How much has demand increased for the OUR Center?
At breakfast and lunchtime, the lines stretch around the block as people of all ages and ethnicities wait for a hot meal.
“We’re feeding about 400 people a day,” Salazar says. “We were probably doing a third of that a year ago.”
The organization’s emergency food pantry is currently able to give families in acute need enough to feed everyone in the family once a day for three days. Although Salazar would like to be able to provide more, the center can’t yet do so.
Salazar says the center has been able to accomplish what it’s accomplished this year because of the generosity of people in Longmont. Several area churches have done fundraisers for the center, collecting both cash and food, an example of organized religion, much maligned in Boulder, having a positive influence in our community. In addition, the OUR Center has a cooperative arrangement with the Sister Carmen Community Center (SCCC) and Emergency Family Assistance Association (EFAA) that enables them to buy more food for less.
“We’re pretty much keeping up with how we’ve done business in the past,” Salazar says. “I would personally like to be able to give out more food in each visit, but we’re not there yet.”
The OUR Center isn’t alone in facing increased demand. Nonprofits throughout Boulder County from health clinics to shelters are feeling the double pinch of increased demand and, in many cases, decreased donations.
As I sit at my desk reading similar headlines from other states around the country — and reading about how communities are coming together to help those in need — I wonder if there’s not more that we can do, particularly here in the Boulder, the most affluent part of the county.
I ask Salazar what the OUR Center needs most. The answer: cash. Because of the center’s cooperative arrangement with SCCC and EFFA, a dollar they spend on food buys much more than a dollar we spend on food.
No one who still has a roof over his or her head, who still has a job, who is reading this with a full stomach, should be unmoved by this current crisis. It’s not some quaint, romantic scenario from a Dickens novel; for too many Boulder County residents it is as real as an empty stomach, as real as having no place to shower or use the restroom, as real as having to explain to the kids why home is no longer home.

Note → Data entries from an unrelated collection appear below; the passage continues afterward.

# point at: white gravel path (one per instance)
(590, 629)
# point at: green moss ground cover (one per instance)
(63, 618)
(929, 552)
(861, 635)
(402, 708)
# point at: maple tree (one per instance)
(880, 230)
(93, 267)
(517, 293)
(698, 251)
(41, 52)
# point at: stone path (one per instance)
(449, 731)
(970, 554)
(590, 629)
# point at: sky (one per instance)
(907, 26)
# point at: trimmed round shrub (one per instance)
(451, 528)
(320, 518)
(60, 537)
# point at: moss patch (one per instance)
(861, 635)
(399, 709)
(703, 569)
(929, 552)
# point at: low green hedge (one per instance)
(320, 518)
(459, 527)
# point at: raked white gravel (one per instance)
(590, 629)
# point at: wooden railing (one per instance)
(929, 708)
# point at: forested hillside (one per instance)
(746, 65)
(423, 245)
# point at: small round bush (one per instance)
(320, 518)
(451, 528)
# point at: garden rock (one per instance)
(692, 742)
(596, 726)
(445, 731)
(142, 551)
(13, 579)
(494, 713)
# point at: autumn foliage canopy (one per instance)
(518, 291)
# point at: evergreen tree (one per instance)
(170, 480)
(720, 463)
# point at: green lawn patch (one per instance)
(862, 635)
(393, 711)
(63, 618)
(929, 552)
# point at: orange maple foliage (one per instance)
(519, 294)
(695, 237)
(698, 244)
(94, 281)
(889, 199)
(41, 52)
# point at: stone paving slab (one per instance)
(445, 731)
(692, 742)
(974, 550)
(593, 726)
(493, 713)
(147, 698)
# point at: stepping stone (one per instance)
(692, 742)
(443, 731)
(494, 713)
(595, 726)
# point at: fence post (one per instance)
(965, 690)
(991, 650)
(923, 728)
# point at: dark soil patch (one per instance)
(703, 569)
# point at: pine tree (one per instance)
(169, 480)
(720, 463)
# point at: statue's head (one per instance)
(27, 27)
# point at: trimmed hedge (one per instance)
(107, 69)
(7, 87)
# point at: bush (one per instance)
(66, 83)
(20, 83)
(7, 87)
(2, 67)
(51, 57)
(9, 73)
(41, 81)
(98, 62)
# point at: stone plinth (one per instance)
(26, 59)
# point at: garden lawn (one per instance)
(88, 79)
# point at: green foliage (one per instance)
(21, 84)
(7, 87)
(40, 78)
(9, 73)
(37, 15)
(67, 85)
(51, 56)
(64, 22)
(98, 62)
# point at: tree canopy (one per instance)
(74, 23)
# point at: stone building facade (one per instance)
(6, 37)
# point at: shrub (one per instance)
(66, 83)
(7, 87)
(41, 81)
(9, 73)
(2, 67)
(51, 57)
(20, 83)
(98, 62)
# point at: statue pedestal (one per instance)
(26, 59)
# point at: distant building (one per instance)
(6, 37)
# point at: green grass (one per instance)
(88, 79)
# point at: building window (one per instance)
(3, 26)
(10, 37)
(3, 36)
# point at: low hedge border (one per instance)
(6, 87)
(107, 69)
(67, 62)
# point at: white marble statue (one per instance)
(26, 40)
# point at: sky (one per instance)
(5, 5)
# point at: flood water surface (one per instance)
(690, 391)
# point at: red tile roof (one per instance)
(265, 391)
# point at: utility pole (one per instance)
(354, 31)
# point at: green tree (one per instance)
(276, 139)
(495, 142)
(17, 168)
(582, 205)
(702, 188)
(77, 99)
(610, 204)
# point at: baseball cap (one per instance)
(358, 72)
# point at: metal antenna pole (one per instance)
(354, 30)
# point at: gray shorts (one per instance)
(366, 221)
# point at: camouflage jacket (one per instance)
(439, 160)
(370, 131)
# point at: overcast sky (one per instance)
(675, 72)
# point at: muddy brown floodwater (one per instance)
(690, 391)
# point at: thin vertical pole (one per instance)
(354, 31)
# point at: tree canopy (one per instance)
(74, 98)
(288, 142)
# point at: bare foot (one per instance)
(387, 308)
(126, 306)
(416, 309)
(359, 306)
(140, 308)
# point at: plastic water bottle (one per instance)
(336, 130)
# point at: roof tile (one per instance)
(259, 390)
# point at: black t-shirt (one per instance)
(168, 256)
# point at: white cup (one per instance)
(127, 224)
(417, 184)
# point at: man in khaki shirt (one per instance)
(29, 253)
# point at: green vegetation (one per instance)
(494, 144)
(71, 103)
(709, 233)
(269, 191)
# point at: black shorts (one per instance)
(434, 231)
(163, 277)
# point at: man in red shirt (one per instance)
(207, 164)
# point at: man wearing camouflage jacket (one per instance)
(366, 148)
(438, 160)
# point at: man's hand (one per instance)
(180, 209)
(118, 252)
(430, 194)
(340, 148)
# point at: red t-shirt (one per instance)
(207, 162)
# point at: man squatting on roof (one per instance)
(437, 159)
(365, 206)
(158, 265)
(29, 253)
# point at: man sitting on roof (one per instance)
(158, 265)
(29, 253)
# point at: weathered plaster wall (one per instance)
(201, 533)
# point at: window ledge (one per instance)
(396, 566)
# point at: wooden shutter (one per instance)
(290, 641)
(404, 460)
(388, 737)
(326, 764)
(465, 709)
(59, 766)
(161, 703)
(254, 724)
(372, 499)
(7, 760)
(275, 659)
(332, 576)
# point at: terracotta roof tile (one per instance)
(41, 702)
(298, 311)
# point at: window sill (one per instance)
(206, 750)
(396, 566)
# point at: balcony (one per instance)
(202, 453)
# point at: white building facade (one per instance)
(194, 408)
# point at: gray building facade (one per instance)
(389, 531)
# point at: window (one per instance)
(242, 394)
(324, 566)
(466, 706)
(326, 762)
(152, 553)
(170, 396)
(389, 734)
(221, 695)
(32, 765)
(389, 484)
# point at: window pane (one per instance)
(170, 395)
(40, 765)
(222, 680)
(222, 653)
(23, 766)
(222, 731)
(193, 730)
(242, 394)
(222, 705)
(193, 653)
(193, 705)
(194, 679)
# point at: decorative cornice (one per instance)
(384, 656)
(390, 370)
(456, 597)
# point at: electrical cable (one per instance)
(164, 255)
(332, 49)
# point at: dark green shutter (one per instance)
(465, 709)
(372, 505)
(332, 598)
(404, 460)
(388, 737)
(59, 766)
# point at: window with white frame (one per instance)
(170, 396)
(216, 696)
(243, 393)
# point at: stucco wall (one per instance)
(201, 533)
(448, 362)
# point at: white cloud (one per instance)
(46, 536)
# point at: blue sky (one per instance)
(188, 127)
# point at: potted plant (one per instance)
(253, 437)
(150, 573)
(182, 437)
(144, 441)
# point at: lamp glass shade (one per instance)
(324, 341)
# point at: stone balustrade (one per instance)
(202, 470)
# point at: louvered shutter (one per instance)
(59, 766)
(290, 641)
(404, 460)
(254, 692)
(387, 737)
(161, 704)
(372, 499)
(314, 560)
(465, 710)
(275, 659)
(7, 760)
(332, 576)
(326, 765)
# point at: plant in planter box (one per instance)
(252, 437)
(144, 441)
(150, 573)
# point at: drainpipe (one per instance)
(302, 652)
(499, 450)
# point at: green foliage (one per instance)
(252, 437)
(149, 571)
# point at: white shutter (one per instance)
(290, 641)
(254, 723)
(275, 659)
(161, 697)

There must be more we can do as a community. Most of us have reacted to the recession by tightening our belts a bit, and most of us go on about our daily lives as we did before Wall Street destroyed itself. But even the most strapped person who still has a job can come up with a buck for a cup of coffee. Imagine what we could do if we worked together consciously and conscientiously by pooling spare change and donating time to improve the well-being of others in our city and county.
In the coming weeks, Boulder Weekly will be presenting its readers with a variety of opportunities to make concrete contributions to those in need, offering simple ways to make a big difference in the lives of others. We ask that you watch these pages and respond the best you can, even if it means — gasp! — giving up your latte once a week or skipping lunch. If you have any wonderful ideas, be sure to write us a letter so that we can share them with the public.
When we’ve recovered from the current crisis — however long that takes and whatever it requires — it would be wonderful to be able to report how Boulder County came together and, in doing so, grew richer in a time of scarcity.